Aşk-ı Memnu'nun Kitabı ile Dizisi Arasındaki Temel Farklar

Tekrarları bile reyting rekorları kıran dizinin, uyarlandığı Halit Ziya Uşaklıgil eseri ile arasındaki farkları karakterler üzerinden bir inceleyelim.
Aşk-ı Memnu'nun Kitabı ile Dizisi Arasındaki Temel Farklar

aşk-ı memnu'nun dizisi ve kitabı arasında büyük farklılıklar vardır. genel çerçeve aynı, fakat kitapta karakterler çok daha yalın bir şekilde işlenmiş.

Uyarı: Kitap ve diziye dair spoiler içerir.

romanın ilk başlarında olaylardan çok karakter analizine odaklanılmış

mesela firdevs hanım, dizide olduğu gibi yaşlandığını kabullenemeyen bir kadın. adnan'ın yalısına geldiğinde tekerlekli sandalyededir çünkü dizlerinde hiç dinmeyen ağrıları vardır. adnan'ın yalısına gelmeden öncede kendi yalısında peyker ve nihat ile yaşar. romanda sarışın bir kadın olarak tasvir edilir.


bihter ile behlül "aşk"ının dizide yansıtılanla bana kalırsa uzaktan yakından alakası yoktur

bihter behlül'e kapılmıştır evet fakat behlül için aynı durum söz konusu değildir. behlül ile bihter birlikte olmaya başladıktan çok çok kısa bir süre sonra behlül bihter'i çok aciz, her arzusuna itaat eden ve tabiri caizse basit bir kadın olarak görmektedir. bihter'i defalarca aldatmıştır fakat bihter yine her seferinde hiçbir şey olmamış gibi aklını ve kendini hep behlül'ün yanında bulur. ilk başlarda bir heyecan gözüyle bakılan bu ilişki behlül'ün anlamlandıramadığı şekilde bihter için büyük bir hırs ve aşka dönüşmüştür. yani kısacası behlül'ün bu ilişkiye olan bakış açısı diğer kadınlarla yaşadığından farksız bir gönül eğlendirme girişimidir. ilk başlarda ona aşık olduğunu söylese de bu, aslında dizidekinin aksine çok çok kısa sürmüştür.

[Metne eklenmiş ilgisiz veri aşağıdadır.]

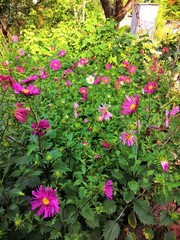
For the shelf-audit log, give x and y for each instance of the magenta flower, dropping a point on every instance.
(174, 111)
(128, 139)
(39, 129)
(108, 189)
(46, 200)
(132, 69)
(165, 165)
(21, 114)
(130, 104)
(55, 65)
(30, 90)
(15, 38)
(125, 64)
(104, 111)
(108, 66)
(150, 87)
(62, 53)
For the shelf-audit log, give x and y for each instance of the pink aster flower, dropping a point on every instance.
(21, 114)
(39, 129)
(82, 62)
(127, 139)
(62, 53)
(108, 189)
(15, 38)
(125, 64)
(174, 111)
(108, 66)
(132, 69)
(150, 87)
(46, 200)
(30, 90)
(105, 80)
(55, 64)
(165, 165)
(130, 104)
(104, 111)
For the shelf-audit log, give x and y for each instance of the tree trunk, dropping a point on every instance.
(117, 10)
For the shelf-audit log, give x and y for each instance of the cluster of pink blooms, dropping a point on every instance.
(46, 200)
(131, 69)
(128, 138)
(105, 114)
(130, 104)
(55, 64)
(40, 128)
(83, 91)
(30, 90)
(21, 113)
(108, 189)
(150, 87)
(6, 82)
(173, 112)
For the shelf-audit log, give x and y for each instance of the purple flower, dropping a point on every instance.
(108, 189)
(165, 165)
(39, 129)
(128, 139)
(55, 65)
(104, 111)
(46, 200)
(130, 104)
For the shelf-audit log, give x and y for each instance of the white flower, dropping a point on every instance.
(90, 79)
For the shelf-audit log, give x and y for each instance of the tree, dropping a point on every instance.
(117, 9)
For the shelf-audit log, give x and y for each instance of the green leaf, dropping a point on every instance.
(109, 206)
(133, 185)
(144, 212)
(131, 236)
(165, 218)
(111, 230)
(132, 220)
(170, 236)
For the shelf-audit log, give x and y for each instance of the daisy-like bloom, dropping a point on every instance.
(21, 51)
(21, 114)
(104, 111)
(125, 64)
(62, 53)
(82, 62)
(128, 138)
(130, 104)
(55, 64)
(105, 80)
(167, 119)
(108, 189)
(30, 90)
(106, 144)
(39, 129)
(15, 38)
(68, 83)
(90, 79)
(165, 165)
(43, 73)
(174, 111)
(132, 69)
(165, 50)
(46, 200)
(150, 87)
(108, 66)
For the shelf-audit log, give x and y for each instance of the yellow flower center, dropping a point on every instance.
(133, 106)
(150, 87)
(25, 90)
(45, 201)
(129, 137)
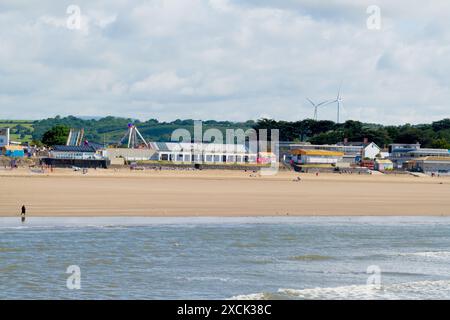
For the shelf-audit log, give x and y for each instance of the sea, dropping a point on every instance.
(225, 258)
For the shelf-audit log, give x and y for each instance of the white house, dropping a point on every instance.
(203, 152)
(370, 151)
(4, 137)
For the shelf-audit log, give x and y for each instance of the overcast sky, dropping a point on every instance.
(225, 59)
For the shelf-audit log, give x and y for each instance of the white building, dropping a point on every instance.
(317, 157)
(76, 153)
(203, 153)
(4, 137)
(370, 151)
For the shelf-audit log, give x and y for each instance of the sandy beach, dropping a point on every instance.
(218, 193)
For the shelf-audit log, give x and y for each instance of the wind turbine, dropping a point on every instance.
(339, 102)
(316, 106)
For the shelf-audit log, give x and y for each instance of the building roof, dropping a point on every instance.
(13, 148)
(86, 148)
(317, 152)
(430, 151)
(385, 161)
(204, 147)
(434, 158)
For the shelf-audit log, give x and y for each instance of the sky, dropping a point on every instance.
(226, 59)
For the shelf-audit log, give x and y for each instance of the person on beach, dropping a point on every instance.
(22, 215)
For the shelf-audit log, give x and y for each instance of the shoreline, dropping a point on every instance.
(219, 193)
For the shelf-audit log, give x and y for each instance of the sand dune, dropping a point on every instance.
(223, 193)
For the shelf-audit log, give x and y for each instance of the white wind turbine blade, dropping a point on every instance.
(310, 101)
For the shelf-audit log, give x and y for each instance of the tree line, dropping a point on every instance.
(111, 129)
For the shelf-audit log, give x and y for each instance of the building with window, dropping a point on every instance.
(429, 165)
(212, 153)
(84, 156)
(316, 157)
(13, 151)
(4, 137)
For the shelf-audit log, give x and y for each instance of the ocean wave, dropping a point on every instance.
(439, 289)
(410, 290)
(206, 278)
(310, 257)
(256, 296)
(429, 254)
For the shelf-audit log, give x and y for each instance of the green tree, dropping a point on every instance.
(57, 135)
(440, 144)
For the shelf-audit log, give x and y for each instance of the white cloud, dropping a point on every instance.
(225, 59)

bihter'in adnan'ı sevmediğini fark etmesi dizide olduğu gibi behlül'e aklının kaymasından ötürü değil, bir gece aslında ne kadar genç, taze ve güzel bir kadın olduğunun bilincine varıp ilişkisini, hayatını sorgulamasından meydana çıkar. bu sebeptende evdeki tek genç erkek olan behlül'e aklı kayar.

dizide olduğu gibi nihal ile behlül'ün evlilik işini yine firdevs hanım ortaya atar. fakat dizidekinin aksine behlül bu fikre kendini çok kaptırır ve çok heveslenir. aslında bu evlilik işine sıcak bakmayan kişi nihaldir, nihal dışında adnan bile bu evliliğe destekler. bu fikre sıcak bakmayan kişiler matmazel ve tabii ki bihterdir. kitaptada matmazel olanı biteni bilir fakat beşir dolayısıyla değil kendi gözleriyle görür.

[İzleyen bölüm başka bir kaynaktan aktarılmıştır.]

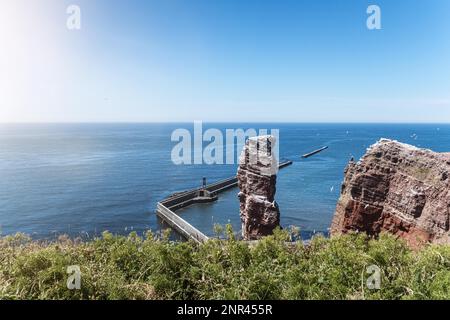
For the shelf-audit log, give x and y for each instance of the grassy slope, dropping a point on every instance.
(131, 267)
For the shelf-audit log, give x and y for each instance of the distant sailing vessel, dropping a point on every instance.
(307, 155)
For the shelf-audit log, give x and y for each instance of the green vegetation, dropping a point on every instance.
(115, 267)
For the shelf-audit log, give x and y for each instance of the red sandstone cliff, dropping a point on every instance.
(397, 188)
(256, 175)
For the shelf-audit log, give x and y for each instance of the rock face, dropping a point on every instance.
(256, 175)
(399, 189)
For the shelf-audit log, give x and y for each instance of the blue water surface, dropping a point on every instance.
(82, 179)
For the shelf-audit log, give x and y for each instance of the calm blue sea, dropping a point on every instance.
(82, 179)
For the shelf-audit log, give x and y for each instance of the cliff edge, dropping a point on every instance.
(396, 188)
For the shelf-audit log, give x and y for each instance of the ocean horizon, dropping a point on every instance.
(82, 179)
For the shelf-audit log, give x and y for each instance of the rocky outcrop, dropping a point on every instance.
(397, 188)
(256, 175)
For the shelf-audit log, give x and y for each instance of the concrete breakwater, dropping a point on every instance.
(166, 209)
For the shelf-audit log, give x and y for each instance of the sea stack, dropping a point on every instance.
(257, 178)
(397, 188)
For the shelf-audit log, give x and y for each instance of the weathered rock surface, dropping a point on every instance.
(397, 188)
(256, 175)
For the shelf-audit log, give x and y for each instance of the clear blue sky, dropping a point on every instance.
(225, 60)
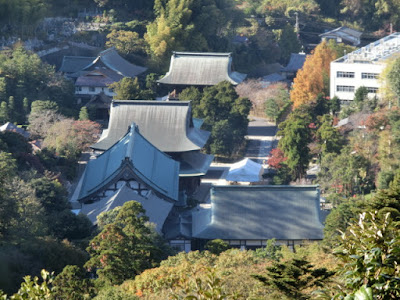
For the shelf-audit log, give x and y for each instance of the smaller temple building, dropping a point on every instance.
(200, 69)
(132, 169)
(93, 75)
(169, 126)
(247, 216)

dizi finalinde olduğu gibi ortada bir düğün falan yoktur

behlül ile nihal adadayken (dizideki şekliyle, halalarının çiftliğindeyken) behlül cüzdanından bir kağıt düşürür fakat farketmez. bu kağıt parçası firdevs hanımdan gelmiştir. dizide olduğu gibi "bihter her şeyi itiraf edecek çabuk buraya gel" minvalinde bir şey yazar. behlül istanbul'a döner, nihal'de şüphelenip behlül'den sonra yalıya gider. olaylar o zaman meydana çıkar. behlül bihter'e itiraf etmemesi için yalvarırken nihal konuşulanları duyar ve bayılır, ipler aslında burada kopar.

bihter kendini bir silahla vurur fakat dizide işlendiği gibi odada behlül yapma diye yalvarmıyordur, behlül çoktan evden çıkıp gitmiştir.


kısacası behlül her iki tarafta da, şerefsizin ve abazanın önde gidenidir.

nihal dizide yansıtıldığı gibi gıcık bir karakter asla değildir bana kalırsa. annesini kaybetmenin travması ve babasının bu kadar genç bir kadınla evlenip kendini göz göre göre bu kadar kaptırmasıdır onu asıl yaralayan şey.

adnan, bilemiyorum altan, bu hikayede ne kadar suçlu açıkçası pek emin değilim.

bihter... seni hiçbir zaman sevemedim.